Je suis très heureux que votre région accueille la BA 113. Elle s'y porte très bien et les gens sont ravis d'y vivre.

Mon intervention a plutôt montré tout ce qu'apporte le projet de LPM à l'armée de l'air et de l'espace. Il prépare l'armée de l'air et de l'espace de demain.

Je précise toujours que le passage au tout-Rafale ne signifie pas que tous nos avions seront des Rafale en 2030. Il n'y a pas de renoncement, parce que nous ne l'avons jamais prévu. Mais nous avons basculé vers une phase où nous avons plus de Rafale que d'autres appareils : c'est la phase de rejointe vers le tout-Rafale.

S'agissant des satellites Syracuse 4, les évolutions dans le domaine de l'espace sont très rapides : les grands programmes, c'est très bien ; l'agilité du new space, c'est très bien aussi. Nous avons, à une époque, imaginé d'énormes satellites en orbite géostationnaire. Mais les constellations qui évoluent en orbite basse ont aussi des avantages. Les deux sont complémentaires pour assurer l'efficacité et la redondance dont les armées ont besoin.
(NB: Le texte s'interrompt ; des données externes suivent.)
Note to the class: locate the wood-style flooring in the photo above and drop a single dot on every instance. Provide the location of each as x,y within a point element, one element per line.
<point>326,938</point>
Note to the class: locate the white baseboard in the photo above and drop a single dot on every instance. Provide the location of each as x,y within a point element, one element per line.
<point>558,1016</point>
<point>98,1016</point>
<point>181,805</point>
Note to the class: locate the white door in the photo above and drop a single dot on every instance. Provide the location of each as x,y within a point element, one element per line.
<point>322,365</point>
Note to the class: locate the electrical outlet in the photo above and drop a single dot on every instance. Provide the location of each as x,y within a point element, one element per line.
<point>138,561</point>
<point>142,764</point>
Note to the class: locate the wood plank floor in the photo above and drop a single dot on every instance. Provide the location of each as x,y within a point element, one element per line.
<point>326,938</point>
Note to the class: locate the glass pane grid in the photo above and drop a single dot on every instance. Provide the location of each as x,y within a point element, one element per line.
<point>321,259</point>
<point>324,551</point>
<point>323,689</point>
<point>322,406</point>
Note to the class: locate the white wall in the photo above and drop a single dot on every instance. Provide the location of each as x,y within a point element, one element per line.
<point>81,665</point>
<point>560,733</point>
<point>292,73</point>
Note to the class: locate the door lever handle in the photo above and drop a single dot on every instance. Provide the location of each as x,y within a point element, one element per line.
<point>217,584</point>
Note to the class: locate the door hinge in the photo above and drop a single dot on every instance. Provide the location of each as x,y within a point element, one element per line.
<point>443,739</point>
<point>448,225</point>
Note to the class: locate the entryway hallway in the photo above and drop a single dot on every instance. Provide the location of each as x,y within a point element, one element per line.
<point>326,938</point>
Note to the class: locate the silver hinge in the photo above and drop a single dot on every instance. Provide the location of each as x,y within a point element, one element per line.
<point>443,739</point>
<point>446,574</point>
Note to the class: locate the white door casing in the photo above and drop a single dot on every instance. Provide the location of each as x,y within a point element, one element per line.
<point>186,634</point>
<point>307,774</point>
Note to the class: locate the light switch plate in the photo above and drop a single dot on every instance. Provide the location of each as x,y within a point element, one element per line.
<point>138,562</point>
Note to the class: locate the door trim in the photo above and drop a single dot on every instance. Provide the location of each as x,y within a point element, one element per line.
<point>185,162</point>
Mettre tous nos objets sur l'orbite géostationnaire serait à mon sens dangereux. Le temps de latence, c'est-à-dire le temps nécessaire pour transmettre une information à un autre vecteur de la patrouille, est plus important s'il faut monter en orbite géostationnaire puis redescendre. Ce delta n'est pas important à l'échelle de notre réunion, mais pour des systèmes comme le SCAF, il est colossal – pensez à l'échelle de temps des échanges bancaires, par exemple. Dans une banque, le temps, c'est de l'argent ; pour l'armée, c'est la vie.

Cette réflexion a eu le mérite d'être ouverte dans ce projet de LPM. Il faut regarder froidement l'intérêt de l'outil. Nous avons opéré des choix, et je crois que la complémentarité des orbites est indispensable dans le monde de demain.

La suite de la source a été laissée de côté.